Gazettescope

L'entreprise est aussi politique...

Les élections européennes auront lieu en France le dimanche 9 juin. À l’issue du scrutin, 81 députés seront élus. Dans notre pays qui oscille entre crise de confiance, perte de repères et défiance grandissante envers les organes démocratiques, l’entreprise a un rôle structurant à jouer dans les débats sociétaux, en tant que communauté humaine, force d'action et de propositions. Cela commence à l’échelon local. Par exemple en Moselle où les groupements d’entreprises rencontrent et dialoguent avec les élus. D’élémentaires cohabitation et coopération territoriales, il faut sans doute aller plus loin.

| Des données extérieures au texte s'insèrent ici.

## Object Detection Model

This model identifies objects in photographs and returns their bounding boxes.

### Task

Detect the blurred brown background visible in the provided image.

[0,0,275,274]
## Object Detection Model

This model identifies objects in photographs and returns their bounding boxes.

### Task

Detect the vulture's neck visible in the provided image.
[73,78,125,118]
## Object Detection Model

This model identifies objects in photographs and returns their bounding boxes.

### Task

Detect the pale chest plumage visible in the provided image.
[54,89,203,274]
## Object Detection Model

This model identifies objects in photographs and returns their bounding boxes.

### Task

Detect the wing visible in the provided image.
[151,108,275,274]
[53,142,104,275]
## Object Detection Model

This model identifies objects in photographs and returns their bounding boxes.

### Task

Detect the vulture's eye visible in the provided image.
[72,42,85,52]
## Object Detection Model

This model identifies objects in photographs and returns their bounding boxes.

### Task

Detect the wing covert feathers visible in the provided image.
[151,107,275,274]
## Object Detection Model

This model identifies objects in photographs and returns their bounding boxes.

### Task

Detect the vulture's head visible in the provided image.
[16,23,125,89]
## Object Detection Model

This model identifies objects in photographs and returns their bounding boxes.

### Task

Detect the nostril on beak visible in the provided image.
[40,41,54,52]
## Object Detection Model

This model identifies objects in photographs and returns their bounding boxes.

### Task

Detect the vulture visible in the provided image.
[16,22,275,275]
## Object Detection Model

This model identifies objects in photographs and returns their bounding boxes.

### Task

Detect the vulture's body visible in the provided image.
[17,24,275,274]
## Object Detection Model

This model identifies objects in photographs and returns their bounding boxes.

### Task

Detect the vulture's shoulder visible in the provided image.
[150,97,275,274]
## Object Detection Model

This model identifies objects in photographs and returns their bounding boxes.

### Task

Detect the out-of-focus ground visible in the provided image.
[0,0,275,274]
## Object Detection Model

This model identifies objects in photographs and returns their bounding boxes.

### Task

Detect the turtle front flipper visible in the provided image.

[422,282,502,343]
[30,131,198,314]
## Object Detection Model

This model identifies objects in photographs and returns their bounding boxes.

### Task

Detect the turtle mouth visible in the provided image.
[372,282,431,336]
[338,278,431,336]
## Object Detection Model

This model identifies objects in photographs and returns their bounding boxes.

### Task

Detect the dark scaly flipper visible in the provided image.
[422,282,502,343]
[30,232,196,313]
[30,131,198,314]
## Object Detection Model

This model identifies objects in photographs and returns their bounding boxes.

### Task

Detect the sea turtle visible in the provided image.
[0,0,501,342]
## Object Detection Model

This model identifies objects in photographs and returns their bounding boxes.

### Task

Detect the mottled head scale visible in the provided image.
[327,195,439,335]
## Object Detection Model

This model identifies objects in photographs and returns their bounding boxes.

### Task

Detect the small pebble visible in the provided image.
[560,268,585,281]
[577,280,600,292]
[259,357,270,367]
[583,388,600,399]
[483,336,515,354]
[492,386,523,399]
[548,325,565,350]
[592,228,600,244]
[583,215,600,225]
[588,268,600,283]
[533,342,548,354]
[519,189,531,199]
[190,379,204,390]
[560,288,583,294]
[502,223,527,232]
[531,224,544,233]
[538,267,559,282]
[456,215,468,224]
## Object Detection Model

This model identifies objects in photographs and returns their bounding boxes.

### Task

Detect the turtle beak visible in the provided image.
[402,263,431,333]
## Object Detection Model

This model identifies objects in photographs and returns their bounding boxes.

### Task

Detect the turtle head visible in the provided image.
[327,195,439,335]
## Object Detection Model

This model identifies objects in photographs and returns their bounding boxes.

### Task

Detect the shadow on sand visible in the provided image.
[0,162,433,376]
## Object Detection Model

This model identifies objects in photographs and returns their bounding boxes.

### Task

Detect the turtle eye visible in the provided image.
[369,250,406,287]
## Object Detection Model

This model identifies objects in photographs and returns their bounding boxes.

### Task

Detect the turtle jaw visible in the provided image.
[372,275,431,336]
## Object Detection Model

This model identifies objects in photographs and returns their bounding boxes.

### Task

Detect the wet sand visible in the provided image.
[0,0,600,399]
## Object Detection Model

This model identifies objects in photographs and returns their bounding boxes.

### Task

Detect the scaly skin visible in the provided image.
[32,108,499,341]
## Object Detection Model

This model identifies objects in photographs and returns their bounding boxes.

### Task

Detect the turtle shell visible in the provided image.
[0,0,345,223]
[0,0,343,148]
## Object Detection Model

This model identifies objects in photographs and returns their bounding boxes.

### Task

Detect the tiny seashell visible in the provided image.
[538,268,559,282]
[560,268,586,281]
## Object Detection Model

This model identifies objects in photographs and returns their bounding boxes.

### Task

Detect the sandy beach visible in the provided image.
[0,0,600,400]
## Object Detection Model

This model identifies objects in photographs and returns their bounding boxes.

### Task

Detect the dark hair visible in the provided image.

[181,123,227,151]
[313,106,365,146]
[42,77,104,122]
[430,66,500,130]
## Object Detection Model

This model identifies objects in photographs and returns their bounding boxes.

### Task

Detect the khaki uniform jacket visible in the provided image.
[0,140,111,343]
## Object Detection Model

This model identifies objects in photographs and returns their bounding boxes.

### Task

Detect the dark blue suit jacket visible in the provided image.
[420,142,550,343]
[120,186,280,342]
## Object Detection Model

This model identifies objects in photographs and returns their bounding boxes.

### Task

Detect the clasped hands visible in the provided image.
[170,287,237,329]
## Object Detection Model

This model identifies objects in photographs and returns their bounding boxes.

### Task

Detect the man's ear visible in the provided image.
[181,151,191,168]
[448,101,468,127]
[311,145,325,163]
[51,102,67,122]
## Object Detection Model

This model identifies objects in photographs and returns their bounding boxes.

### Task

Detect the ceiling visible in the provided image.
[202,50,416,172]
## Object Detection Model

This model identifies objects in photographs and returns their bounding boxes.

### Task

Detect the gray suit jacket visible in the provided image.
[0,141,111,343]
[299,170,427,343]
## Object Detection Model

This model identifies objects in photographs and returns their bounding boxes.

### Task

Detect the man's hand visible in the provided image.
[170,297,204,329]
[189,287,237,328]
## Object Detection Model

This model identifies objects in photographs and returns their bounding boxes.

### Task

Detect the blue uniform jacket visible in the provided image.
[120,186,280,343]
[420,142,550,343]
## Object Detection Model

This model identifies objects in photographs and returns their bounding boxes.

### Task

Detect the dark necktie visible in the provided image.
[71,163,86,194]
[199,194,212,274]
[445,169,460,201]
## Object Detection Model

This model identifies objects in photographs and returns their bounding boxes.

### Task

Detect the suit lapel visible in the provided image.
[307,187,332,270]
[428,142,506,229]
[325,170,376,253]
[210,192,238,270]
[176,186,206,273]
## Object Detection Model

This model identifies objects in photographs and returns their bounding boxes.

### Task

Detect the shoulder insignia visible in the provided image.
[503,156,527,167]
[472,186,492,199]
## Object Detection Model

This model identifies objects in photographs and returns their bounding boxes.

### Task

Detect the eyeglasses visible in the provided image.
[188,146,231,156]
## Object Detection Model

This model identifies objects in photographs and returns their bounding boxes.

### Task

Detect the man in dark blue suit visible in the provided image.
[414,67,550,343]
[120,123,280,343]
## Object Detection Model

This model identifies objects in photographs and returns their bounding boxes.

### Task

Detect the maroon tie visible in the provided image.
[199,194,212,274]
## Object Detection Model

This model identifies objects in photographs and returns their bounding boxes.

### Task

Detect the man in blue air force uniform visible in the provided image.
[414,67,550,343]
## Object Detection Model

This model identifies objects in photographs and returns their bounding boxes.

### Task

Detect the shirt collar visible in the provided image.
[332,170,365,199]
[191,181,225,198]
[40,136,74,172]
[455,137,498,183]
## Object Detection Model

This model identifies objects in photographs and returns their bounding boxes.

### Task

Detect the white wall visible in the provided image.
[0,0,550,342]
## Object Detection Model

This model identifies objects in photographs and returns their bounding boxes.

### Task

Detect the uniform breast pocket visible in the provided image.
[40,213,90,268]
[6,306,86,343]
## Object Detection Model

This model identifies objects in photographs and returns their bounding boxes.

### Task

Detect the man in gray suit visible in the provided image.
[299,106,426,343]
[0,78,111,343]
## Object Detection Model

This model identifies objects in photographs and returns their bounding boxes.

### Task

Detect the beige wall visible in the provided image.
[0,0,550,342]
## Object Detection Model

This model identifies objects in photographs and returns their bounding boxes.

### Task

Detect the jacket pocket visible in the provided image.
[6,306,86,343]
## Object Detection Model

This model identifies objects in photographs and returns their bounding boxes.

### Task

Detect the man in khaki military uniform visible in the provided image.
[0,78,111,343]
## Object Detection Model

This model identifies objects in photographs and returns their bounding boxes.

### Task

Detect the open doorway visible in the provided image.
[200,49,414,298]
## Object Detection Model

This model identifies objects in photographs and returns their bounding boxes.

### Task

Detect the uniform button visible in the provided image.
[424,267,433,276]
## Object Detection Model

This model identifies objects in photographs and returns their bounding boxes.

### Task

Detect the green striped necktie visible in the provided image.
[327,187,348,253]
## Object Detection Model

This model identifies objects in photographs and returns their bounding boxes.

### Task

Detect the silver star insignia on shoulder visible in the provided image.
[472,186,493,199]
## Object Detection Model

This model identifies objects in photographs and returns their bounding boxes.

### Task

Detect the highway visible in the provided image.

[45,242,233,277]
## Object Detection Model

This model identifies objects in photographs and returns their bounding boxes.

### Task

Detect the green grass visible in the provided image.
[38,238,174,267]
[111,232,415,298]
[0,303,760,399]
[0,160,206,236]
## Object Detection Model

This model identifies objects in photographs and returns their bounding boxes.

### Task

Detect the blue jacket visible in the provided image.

Ces dernières années, de plus en plus d’acteurs attendent de l’entreprise qu’elle dépasse la seule rentabilité et s’implique dans les débats de la société, qu’elle présente un caractère plus engagé et plus citoyen. Cela concerne de nombreux sujets, comme l’inclusion, l’égalité hommes-femmes, l'emploi des jeunes et des seniors, l’environnement… Un nombre croissant d'entreprises assume désormais cette position d’acteur de la société, s’échappant d’une position neutre et passive. On le lit tous les jours dans les enquêtes sur le sujet : de plus de en plus de citoyens doutent des institutions, du pacte qui nous unit. Une crise de confiance sociétale, une perte de repères, un effritement du contrat social au fil des crises que nous vivons collectivement. Refaire société et refaire nation : vital.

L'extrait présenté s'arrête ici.